I am trying to determine whether the vector functions
x1 = col(e^x, 2e^x, 3e^x) x2 = col(2e^2x, 4e^2x, 6e^2x) x3 = col(3e^3x, 6e^3x, 9e^3x)
are linearly independent over all real numbers x.
My instinct is that they are, but when I pose the question to WolframAlpha, it tells me otherwise, and I think it could be because it is interpreting x as a constant rather than a variable?
I know that when we use x = 0, we obtain 3 equations which effectively tell us only c1 + 2c2 + 3c3 = 0.
However, can we deduce nonzero constants from this fact that also work for all other x? Again, I think not, but Wolfram tells me otherwise.
Set the linear relation $c_1\mathbf{v}_1 + c_2\mathbf{v}_2 + c_3\mathbf{v}_3= 0$ with
$\mathbf{v}_1 = [e^x \quad 2e^{x} \quad 3e^{x}]^T$, $\quad$ $\mathbf{v}_2 = [2e^{2x} \quad 4e^{2x} \quad 6e^{2x}]^T$, $\quad$ $\mathbf{v}_3 = [3e^{3x} \quad 6e^{3x} \quad 9e^{3x}]^T$.

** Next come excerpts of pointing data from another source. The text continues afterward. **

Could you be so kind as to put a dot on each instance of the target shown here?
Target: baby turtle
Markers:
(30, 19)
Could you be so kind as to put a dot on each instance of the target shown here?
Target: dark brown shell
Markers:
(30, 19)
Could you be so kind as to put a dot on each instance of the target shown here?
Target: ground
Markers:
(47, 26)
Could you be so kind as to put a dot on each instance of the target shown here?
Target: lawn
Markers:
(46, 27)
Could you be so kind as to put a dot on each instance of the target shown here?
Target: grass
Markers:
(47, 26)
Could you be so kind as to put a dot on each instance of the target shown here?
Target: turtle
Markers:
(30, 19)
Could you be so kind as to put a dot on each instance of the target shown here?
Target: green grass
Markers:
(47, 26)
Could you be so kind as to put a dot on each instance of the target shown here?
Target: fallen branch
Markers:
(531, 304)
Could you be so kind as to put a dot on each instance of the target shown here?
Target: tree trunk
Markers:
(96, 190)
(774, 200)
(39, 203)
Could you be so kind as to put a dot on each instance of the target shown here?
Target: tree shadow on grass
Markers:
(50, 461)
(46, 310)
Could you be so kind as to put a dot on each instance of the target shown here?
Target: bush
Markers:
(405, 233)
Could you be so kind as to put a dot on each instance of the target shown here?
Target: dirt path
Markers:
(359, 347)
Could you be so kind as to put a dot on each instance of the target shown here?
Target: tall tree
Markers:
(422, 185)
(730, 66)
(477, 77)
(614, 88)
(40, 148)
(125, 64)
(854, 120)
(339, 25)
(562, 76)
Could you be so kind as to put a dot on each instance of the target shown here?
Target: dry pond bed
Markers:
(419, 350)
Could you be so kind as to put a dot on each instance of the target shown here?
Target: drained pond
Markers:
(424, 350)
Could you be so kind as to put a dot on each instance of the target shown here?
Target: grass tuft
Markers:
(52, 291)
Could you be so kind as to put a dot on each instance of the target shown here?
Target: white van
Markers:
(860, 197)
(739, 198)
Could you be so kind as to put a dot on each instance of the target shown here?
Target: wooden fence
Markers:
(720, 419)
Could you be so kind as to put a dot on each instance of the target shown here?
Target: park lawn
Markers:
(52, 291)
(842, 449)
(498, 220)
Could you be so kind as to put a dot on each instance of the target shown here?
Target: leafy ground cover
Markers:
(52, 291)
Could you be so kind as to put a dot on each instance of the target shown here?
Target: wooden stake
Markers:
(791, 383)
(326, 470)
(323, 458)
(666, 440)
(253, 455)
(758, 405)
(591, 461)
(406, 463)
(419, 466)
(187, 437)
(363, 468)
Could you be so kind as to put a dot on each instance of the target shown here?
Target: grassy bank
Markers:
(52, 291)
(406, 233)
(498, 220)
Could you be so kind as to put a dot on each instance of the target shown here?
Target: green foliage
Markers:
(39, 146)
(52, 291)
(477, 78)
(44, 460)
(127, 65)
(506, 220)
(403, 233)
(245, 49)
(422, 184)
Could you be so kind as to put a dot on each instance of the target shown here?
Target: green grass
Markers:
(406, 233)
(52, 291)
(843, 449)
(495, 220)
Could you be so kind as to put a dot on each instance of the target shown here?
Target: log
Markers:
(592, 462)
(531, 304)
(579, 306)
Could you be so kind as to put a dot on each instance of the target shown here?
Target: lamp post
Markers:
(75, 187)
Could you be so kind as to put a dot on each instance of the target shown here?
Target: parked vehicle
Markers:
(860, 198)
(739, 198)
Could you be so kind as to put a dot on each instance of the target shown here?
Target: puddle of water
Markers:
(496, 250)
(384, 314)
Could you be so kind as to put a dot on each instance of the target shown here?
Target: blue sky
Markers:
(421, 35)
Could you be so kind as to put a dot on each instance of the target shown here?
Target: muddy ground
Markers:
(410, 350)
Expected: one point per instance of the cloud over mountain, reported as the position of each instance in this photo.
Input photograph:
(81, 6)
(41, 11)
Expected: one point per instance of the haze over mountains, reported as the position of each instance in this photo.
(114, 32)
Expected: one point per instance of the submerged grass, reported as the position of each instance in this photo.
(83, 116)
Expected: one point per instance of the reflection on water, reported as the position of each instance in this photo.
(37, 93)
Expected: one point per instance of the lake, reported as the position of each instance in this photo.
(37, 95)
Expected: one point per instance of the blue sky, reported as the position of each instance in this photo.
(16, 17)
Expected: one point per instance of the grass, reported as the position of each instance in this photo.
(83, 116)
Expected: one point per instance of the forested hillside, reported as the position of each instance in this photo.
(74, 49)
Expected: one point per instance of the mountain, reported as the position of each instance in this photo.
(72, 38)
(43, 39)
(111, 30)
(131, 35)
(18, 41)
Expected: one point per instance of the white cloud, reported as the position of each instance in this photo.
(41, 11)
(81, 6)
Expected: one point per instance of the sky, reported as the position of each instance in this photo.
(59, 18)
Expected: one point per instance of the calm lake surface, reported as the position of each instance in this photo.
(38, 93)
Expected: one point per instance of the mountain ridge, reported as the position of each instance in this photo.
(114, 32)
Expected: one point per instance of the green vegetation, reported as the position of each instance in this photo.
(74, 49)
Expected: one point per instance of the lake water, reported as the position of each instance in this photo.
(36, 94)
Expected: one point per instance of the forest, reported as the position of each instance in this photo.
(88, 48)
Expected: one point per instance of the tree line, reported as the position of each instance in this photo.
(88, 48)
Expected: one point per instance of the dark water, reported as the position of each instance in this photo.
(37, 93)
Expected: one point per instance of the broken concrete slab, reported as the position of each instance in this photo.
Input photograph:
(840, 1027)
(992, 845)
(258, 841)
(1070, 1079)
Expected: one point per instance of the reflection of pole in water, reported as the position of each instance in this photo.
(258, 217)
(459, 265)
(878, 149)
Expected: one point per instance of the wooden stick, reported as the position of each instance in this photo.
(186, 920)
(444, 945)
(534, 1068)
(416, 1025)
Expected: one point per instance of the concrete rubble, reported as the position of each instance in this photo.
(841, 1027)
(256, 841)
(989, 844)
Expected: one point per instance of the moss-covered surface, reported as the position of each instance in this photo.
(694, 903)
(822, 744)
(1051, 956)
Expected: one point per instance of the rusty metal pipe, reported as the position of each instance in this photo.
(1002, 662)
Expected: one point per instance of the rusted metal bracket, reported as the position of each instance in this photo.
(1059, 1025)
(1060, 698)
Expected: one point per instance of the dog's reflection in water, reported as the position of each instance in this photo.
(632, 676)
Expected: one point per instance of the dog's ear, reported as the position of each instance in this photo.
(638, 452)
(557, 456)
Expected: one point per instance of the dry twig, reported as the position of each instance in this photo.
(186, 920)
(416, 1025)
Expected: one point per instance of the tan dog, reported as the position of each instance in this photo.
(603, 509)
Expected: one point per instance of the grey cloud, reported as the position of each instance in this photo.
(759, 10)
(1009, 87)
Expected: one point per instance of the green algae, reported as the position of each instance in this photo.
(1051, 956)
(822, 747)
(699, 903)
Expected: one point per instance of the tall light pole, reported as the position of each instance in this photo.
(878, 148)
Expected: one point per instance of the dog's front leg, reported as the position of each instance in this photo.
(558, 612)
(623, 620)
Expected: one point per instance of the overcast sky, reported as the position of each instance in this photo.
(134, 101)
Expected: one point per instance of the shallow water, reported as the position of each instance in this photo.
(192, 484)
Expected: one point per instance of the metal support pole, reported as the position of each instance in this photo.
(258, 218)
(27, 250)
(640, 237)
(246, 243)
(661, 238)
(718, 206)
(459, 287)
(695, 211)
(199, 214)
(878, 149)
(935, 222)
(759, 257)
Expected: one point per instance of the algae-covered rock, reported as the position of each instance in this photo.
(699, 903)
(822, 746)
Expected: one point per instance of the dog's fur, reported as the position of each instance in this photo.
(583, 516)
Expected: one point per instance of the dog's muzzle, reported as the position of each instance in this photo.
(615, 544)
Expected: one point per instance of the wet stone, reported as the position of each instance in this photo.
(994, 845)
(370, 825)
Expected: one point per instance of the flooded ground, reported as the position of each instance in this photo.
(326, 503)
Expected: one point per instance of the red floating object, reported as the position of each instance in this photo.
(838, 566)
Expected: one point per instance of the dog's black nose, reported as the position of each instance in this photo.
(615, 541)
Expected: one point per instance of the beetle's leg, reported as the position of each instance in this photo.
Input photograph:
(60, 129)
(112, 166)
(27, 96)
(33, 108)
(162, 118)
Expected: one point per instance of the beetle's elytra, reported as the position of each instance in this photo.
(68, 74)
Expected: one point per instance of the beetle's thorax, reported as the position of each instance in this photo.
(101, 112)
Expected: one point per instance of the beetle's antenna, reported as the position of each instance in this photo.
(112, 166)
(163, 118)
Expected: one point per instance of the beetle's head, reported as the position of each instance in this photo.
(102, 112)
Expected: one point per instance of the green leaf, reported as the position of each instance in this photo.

You will find that the only solution to the linear relation above is the trivial solution, $c_1 = c_2 = c_3 = 0$.
Hence, the three vector functions $\mathbf{v}_1, \mathbf{v}_2, $ and $ \mathbf{v}_3$ are linearly independent, provided that $x \neq 0$. If $x$ were zero, one can find by inspection that $\mathbf{v}_1 + \mathbf{v}_2 - \mathbf{v}_3 = 0$, hence resulting in a nontrivial solution.
[Edit] My apologies, I should have thought about the condition when $x = 0$.
BHP